Factory.ai

Open-Source Wikis

/

Stable Diffusion WebUI

/

Systems

/

SD hijack

AUTOMATIC1111/stable-diffusion-webui

SD hijack

Active contributors: AUTOMATIC1111, brkirch, Kohaku-Blueleaf, Aarni Koskela

Purpose

Monkey-patches the upstream ldm (Latent Diffusion Model) and sgm (generative-models) packages at runtime so the webui's prompt syntax, attention optimisations, embeddings, and clip-skip work without forking those repositories. Every loaded model passes through model_hijack.hijack(sd_model) before it's used.

Directory layout

modules/
├── sd_hijack.py                       # the master hijack: applies/undoes patches; central StableDiffusionModelHijack
├── sd_hijack_clip.py                  # FrozenCLIPEmbedderWithCustomWords + attention parsing
├── sd_hijack_clip_old.py              # legacy emphasis behaviour for compatibility
├── sd_hijack_open_clip.py             # OpenCLIP variant (used by SDXL/SD2)
├── sd_hijack_xlmr.py                  # XLM-R encoder (Alt-Diffusion m9)
├── sd_hijack_unet.py                  # UNet upcasting and dtype shenanigans
├── sd_hijack_optimizations.py         # cross-attention optimisation dispatcher
├── sd_hijack_ip2p.py                  # InstructPix2Pix-specific patches
├── sd_hijack_utils.py                 # CondFunc — conditional patcher utility
├── sd_hijack_checkpoint.py            # nn.Module checkpoint hijack for memory savings
├── sd_emphasis.py                     # emphasis-as-multiplier helpers
├── sd_disable_initialization.py       # skips default-weight init when loading
└── xlmr.py / xlmr_m18.py              # XLM-R embedding pieces for Alt-Diffusion

Key abstractions

Type File Description
StableDiffusionModelHijack modules/sd_hijack.py Holds embedding database, clip wrappers, optimization state. Public methods hijack() / undo_hijack() / apply_optimizations().
model_hijack same Module-level singleton instance.
FrozenCLIPEmbedderWithCustomWords modules/sd_hijack_clip.py Replaces ldm's CLIP wrapper; parses (emphasis), [neg], (word:1.2), BREAK and chunked prompts.
EmbeddingDatabase modules/textual_inversion/textual_inversion.py Owned by model_hijack; maps trained embedding names to vectors.
SdOptimization (subclasses) modules/sd_hijack_optimizations.py Per-strategy class: xformers, sdp, sdp_no_mem, sub_quad, v1, InvokeAI, doggettx, none.
CondFunc modules/sd_hijack_utils.py Helper to swap a function for one that calls a different impl when a runtime predicate is true.

What the hijack does

When a checkpoint is loaded, model_hijack.hijack(sd_model) runs in sd_models.load_model_weights():

  1. Replace CLIP / OpenCLIP — swaps the model's text-encoder wrapper with one of the *WithCustomWords classes. These understand the prompt syntax and integrate the embedding database.
  2. Apply attention optimization — picks the best SdOptimization based on flags (--xformers, --opt-sdp-attention, …) and patches the relevant forward methods.
  3. UNet dtype patches — for fp16 + xformers + certain GPUs, modules/sd_hijack_unet.py upcasts a few problem layers to fp32.
  4. Embedding database refresh — scans embeddings/ and models/embeddings/ and registers each .pt/.safetensors file. Their tokens become recognisable in prompts.
  5. Disable default init — wraps nn.Linear/nn.Conv2d constructors to skip Kaiming init since the weights will be overwritten anyway. This is what --disable-model-loading-ram-optimization turns off.

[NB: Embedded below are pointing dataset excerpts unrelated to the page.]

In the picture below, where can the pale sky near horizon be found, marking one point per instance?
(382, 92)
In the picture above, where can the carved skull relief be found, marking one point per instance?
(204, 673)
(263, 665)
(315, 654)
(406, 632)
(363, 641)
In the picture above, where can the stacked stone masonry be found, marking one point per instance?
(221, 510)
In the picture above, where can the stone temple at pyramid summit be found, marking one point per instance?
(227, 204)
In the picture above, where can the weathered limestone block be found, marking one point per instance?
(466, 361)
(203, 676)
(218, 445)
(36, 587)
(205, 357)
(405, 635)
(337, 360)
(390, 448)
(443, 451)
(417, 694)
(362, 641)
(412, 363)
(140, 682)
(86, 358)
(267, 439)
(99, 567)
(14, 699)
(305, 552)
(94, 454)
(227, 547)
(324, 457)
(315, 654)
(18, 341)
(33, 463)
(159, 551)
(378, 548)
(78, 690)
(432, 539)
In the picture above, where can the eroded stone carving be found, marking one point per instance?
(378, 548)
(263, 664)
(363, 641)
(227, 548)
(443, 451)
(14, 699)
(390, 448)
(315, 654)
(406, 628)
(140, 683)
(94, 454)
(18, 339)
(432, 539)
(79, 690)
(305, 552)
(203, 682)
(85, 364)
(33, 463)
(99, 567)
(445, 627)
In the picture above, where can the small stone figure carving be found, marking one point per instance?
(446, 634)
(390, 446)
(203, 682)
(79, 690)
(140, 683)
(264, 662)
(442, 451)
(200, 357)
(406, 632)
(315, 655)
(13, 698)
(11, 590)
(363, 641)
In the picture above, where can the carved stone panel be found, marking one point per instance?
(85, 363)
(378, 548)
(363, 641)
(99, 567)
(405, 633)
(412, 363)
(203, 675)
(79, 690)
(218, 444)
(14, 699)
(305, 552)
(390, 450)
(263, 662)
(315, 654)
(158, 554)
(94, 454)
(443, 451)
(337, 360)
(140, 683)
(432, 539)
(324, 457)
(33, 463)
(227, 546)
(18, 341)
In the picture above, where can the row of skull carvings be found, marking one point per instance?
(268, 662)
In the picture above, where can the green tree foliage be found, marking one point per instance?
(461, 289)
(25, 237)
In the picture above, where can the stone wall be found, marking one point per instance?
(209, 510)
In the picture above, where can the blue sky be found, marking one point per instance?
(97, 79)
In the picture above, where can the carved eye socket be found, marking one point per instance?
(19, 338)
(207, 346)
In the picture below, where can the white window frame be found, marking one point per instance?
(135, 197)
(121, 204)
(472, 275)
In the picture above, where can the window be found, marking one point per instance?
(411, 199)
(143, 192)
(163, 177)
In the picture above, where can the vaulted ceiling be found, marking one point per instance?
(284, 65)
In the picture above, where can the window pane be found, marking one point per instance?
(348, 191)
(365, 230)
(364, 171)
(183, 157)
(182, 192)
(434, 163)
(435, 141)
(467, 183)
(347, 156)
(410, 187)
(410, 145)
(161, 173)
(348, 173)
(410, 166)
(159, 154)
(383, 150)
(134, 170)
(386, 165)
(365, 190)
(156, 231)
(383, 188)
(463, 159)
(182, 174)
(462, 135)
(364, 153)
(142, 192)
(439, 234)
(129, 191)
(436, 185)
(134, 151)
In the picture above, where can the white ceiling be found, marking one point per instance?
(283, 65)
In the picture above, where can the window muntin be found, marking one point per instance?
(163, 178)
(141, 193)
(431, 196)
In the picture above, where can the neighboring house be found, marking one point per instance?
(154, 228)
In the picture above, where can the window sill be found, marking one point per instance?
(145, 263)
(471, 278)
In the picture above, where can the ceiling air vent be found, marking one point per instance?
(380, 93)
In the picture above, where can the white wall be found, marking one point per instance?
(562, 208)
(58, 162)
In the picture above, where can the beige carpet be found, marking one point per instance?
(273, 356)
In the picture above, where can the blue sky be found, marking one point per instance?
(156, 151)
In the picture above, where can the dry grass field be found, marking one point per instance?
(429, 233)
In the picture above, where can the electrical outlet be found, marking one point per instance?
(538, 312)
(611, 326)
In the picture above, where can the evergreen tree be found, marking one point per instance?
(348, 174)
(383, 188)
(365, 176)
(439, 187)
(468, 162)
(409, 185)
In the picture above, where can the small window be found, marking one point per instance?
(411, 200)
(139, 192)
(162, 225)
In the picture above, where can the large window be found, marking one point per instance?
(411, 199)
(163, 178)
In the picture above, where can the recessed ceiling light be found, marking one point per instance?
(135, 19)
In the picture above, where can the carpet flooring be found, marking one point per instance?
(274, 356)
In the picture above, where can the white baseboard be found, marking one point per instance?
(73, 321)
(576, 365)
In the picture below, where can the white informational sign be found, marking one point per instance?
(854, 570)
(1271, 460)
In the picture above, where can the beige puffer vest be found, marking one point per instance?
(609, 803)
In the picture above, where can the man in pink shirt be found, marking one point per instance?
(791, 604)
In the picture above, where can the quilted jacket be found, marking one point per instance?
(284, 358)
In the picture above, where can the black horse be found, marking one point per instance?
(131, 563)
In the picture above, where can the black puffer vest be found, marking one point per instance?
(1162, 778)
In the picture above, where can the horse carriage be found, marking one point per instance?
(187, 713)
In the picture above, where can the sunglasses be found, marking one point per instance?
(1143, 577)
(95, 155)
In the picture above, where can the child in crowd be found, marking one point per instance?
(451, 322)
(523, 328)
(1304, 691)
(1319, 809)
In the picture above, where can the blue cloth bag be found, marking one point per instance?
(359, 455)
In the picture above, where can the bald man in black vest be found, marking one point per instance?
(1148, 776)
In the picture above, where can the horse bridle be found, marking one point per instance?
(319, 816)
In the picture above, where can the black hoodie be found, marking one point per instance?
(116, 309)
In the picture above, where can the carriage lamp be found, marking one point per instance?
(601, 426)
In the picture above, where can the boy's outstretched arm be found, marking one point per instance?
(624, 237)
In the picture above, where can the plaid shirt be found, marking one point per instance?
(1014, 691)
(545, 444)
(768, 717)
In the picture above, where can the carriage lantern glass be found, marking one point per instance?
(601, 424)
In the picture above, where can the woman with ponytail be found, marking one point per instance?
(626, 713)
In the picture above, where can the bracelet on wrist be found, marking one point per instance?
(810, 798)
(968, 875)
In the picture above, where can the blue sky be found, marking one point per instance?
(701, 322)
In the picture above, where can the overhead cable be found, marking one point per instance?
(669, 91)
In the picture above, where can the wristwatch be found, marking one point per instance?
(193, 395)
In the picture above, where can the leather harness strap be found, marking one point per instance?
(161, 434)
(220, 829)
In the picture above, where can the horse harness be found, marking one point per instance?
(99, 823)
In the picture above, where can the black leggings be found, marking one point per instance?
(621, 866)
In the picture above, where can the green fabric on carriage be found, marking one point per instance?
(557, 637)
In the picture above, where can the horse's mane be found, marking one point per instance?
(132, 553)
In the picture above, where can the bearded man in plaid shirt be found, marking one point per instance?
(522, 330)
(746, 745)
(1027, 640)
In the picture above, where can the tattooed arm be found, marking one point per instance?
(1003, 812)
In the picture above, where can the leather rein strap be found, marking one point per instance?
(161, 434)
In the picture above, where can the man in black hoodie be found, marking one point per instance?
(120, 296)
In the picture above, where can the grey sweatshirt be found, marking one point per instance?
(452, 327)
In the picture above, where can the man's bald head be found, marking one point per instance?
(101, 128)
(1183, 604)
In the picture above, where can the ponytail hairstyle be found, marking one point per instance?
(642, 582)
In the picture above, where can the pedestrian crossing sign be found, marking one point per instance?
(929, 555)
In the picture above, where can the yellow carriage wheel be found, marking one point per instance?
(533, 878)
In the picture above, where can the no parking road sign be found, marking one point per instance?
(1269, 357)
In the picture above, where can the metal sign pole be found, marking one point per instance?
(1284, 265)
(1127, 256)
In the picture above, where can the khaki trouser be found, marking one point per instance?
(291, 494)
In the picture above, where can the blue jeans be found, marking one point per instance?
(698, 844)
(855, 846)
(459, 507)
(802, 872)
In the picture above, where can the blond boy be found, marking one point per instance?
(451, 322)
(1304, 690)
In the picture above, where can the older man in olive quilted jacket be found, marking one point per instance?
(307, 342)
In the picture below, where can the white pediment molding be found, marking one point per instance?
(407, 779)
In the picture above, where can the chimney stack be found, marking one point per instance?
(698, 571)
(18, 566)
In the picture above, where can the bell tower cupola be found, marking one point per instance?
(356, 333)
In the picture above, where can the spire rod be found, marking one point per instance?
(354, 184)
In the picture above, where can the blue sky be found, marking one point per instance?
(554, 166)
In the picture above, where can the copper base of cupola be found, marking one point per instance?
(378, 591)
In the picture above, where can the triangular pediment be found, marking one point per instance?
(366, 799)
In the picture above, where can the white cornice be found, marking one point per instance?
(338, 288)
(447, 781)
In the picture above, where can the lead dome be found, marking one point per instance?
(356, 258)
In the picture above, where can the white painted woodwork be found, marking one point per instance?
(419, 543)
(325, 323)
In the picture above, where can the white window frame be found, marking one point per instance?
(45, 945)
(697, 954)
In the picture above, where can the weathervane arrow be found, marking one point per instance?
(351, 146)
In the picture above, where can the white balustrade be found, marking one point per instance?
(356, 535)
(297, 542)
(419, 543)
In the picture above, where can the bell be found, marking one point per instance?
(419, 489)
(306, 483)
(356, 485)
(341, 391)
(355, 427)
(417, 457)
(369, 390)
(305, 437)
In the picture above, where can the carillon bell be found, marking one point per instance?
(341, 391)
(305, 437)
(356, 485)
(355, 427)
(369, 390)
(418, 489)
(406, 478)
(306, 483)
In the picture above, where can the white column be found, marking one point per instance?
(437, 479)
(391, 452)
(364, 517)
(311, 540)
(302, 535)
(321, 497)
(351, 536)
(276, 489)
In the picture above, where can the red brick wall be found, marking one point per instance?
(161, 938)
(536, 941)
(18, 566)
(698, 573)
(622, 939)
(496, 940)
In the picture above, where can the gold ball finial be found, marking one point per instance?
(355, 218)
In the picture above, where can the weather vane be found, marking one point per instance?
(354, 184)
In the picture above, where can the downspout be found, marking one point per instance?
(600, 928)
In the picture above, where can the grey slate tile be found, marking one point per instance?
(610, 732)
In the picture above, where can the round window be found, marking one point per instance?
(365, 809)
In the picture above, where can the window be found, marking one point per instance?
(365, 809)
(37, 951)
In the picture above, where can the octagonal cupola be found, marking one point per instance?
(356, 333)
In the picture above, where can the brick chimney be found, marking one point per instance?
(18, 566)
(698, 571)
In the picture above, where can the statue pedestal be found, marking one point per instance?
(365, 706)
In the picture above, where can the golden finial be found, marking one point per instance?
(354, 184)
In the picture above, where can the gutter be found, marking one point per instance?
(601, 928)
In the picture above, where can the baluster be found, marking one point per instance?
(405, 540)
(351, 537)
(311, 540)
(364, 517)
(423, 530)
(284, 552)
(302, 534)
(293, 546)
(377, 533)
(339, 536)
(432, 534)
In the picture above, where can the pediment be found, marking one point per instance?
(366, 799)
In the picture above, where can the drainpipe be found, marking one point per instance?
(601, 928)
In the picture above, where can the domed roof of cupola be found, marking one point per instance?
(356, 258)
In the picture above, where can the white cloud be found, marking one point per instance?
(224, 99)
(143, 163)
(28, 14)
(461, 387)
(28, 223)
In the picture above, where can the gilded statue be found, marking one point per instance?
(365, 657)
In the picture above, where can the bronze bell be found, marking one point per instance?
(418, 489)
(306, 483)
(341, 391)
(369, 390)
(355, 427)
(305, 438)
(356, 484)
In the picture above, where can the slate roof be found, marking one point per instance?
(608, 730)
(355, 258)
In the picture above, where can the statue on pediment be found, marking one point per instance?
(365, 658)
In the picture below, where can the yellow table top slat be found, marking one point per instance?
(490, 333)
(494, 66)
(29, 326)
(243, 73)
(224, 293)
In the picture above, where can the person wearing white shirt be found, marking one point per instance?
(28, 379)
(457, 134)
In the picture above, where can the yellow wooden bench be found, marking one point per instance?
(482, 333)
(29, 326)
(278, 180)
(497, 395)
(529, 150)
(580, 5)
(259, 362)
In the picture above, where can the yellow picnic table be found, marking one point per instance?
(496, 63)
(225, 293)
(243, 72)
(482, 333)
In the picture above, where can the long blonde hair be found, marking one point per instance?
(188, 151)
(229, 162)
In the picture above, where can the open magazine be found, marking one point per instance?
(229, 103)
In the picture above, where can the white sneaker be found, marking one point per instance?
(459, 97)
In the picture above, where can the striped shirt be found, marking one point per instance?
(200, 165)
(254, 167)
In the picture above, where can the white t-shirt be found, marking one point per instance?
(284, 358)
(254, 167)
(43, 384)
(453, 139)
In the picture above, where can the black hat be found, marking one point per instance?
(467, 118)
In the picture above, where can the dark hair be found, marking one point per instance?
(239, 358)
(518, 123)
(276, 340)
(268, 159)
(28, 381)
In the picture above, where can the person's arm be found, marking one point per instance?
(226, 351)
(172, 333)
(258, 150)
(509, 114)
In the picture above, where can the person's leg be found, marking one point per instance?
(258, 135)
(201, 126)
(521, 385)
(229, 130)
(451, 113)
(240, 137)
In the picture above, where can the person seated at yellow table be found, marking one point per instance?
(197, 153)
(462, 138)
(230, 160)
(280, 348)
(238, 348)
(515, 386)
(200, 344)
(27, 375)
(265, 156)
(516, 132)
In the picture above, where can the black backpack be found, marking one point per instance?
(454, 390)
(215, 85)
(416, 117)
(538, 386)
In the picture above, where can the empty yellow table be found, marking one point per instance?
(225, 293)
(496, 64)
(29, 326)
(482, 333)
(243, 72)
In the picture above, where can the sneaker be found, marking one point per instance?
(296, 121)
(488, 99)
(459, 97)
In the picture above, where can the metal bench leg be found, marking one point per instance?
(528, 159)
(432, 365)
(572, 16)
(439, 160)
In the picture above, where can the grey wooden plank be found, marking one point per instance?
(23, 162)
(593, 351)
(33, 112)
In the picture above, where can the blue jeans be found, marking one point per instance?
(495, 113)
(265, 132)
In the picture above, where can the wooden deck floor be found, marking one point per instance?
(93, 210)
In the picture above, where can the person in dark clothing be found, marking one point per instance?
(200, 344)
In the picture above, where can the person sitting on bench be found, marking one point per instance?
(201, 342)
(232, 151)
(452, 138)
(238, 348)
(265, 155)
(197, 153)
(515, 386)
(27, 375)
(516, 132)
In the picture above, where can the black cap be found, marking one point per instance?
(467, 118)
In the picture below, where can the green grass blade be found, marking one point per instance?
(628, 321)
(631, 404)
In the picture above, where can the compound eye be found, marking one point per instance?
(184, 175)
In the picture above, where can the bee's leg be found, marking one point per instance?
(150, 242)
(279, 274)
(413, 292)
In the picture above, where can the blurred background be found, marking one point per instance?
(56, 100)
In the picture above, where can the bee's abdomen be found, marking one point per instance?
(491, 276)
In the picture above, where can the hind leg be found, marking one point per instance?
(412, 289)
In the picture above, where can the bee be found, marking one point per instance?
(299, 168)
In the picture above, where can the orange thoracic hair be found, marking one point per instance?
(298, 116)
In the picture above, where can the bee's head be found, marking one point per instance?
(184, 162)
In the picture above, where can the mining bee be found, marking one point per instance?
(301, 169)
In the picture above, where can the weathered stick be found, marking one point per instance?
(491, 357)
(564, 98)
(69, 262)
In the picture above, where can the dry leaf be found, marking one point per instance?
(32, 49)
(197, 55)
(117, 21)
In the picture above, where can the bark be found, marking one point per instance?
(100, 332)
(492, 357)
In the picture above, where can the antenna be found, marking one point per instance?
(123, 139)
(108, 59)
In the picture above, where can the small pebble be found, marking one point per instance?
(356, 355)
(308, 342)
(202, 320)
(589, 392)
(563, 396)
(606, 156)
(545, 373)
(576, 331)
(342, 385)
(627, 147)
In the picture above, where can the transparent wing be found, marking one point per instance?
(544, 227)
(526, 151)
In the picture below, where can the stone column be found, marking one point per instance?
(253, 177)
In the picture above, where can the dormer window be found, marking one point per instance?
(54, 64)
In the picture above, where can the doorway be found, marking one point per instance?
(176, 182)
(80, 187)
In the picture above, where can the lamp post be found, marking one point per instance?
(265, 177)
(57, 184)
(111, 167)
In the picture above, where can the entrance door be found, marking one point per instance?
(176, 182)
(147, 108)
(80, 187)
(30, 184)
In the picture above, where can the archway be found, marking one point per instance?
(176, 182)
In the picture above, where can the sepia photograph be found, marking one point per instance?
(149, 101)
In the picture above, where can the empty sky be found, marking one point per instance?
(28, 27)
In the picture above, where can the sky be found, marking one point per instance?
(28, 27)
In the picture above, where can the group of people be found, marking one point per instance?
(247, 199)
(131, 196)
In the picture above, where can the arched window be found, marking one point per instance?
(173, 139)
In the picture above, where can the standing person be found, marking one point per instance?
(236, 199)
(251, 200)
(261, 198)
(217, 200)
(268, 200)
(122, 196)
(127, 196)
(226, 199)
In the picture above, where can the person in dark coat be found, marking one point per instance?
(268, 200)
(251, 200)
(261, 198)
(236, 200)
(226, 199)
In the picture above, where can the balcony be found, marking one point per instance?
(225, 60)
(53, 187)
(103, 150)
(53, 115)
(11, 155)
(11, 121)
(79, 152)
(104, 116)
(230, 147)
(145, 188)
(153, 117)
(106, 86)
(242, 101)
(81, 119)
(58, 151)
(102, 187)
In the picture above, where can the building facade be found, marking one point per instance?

model_hijack.undo_hijack(sd_model) reverses all of the above when the model is unloaded or replaced.

CLIP wrapper details

graph LR
    Prompt --> Parse[prompt_parser:<br/>(word:1.2), [a:b:0.5], …]
    Parse --> Tokens[token list + per-token weights]
    Tokens --> Chunks[75-token chunks with BOS/EOS]
    Chunks --> EmbDB[EmbeddingDatabase<br/>substitute trained tokens]
    EmbDB --> CLIP[CLIP encode_with_transformer]
    CLIP --> Multiply[emphasis multiplier per token]
    Multiply --> Mean[adjust mean to keep distribution]
    Mean --> Out[conditioning tensor]

Two pieces are non-obvious:

  • Chunking: prompts longer than 75 tokens are split into chunks; each chunk gets BOS/EOS tokens. The encoder runs once per chunk; the results are concatenated. The BREAK keyword forces a chunk boundary.
  • Emphasis: (word:1.2) produces a per-token weight. After encoding, that weight is multiplied into the embedding. To avoid drifting the distribution, the mean is then re-aligned. The exact algorithm has switched once (sd_hijack_clip_old.py is the v1.0-era behaviour, kept for "Use old emphasis implementation" compatibility — see the option in modules/shared_options.py).
  • Clip skip: opts.CLIP_stop_at_last_layers > 1 returns the n-th-from-last hidden state instead of the final one. Useful for anime models trained on the second-to-last layer.

Attention optimisations

modules/sd_hijack_optimizations.py is the dispatcher. Each strategy is an SdOptimization subclass:

Class Triggered by Notes
SdOptimizationXformers --xformers and xformers package available Memory-efficient attention via FAIR's xFormers
SdOptimizationSdpNoMem --opt-sdp-no-mem-attention PyTorch 2.x SDPA without memory-efficient flag (deterministic)
SdOptimizationSdp --opt-sdp-attention PyTorch 2.x SDPA
SdOptimizationSubQuad --opt-sub-quad-attention Birch-san / AminRezaei0x443's chunked attention
SdOptimizationV1 --opt-split-attention-v1 Older split attention path
SdOptimizationInvokeAI --opt-split-attention-invokeai InvokeAI/lstein's split-attention
SdOptimizationDoggettx --opt-split-attention The original Doggettx implementation

If no flag is passed, SdOptimization.is_available() is consulted in priority order; xFormers > SDP > Doggettx is the typical fallback. Extensions can add more by registering an on_list_optimizers callback.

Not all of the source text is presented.